Synthesis and In Vitro Evaluation of Amphiphilic Peptides and Their Nanostructured Conjugates

Samaneh Mohammadi 1, Javid Shahbazi Mojarrad 2, Parvin Zakeri-Milani 3, Ali Shirani 1, Samad Mussa Farkhani 1, Naser Samadi 1, Hadi Valizadeh 4,*
PMCID: PMC4352222  PMID: 25789218

Abstract

Purpose: Breast cancer is the second leading cancer type among people of advanced countries. Various methods have been used for cancer treatment such as chemotherapy and radiotherapy.

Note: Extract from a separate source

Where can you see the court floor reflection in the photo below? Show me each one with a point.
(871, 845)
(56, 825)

In the present study we have designed and synthesized a new group of drug delivery systems (DDS) containing a new class of Cell Penetrating Peptides (CPPs) named Peptide Amphiphiles (PAs).

Methods: Two PAs and anionic peptides were synthesized using solid phase peptide synthesis (SPPS), namely [KW]4, [KW]5, E4 and E8. Then nano-peptides were synthesized by non-covalent binding between PAs and poly anions as [KW]4-E4, [KW]4-E8, [KW]5-E4 and [KW]5-E8.

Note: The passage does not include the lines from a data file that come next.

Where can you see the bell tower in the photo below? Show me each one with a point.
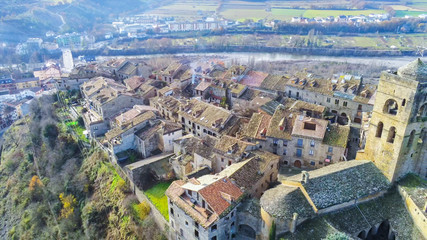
(396, 140)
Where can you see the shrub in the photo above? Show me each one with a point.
(68, 203)
(141, 210)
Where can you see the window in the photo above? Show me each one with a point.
(285, 143)
(391, 135)
(379, 130)
(411, 138)
(390, 107)
(299, 152)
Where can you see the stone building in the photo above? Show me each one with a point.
(229, 150)
(255, 174)
(321, 191)
(203, 208)
(397, 135)
(345, 97)
(296, 132)
(192, 155)
(168, 106)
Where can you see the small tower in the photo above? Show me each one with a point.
(396, 140)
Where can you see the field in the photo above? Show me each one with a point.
(326, 13)
(271, 10)
(401, 13)
(157, 196)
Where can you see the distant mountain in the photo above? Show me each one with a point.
(21, 19)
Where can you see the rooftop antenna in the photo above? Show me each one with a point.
(420, 50)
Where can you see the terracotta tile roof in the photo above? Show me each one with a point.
(205, 114)
(134, 82)
(257, 126)
(220, 194)
(281, 124)
(115, 132)
(231, 146)
(203, 85)
(253, 78)
(303, 126)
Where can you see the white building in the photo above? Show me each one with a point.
(67, 58)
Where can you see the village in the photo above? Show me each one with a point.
(238, 152)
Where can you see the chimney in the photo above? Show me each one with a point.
(294, 223)
(305, 177)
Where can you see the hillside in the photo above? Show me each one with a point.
(22, 19)
(50, 190)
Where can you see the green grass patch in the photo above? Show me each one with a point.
(157, 196)
(243, 14)
(75, 123)
(286, 14)
(365, 42)
(117, 182)
(402, 13)
(334, 13)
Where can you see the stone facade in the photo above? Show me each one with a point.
(396, 140)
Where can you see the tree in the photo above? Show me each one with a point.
(68, 203)
(35, 183)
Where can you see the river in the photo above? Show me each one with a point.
(243, 57)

Results: Flow cytometry studies showed that increased chain length of PAs with a higher ratio between hydrophobicity and net charge results in increased intracellular uptake by MCF7 cells after 2h incubation. Moreover, nano-peptides showed greater intracellular uptake compared to PAs. Anti-proliferative assay revealed that by increasing chain length of PAs, the toxicity effect on MCF7 cells is reduced, however nano-peptides did not show significant toxicity on MCF7 cells even at high concentration levels.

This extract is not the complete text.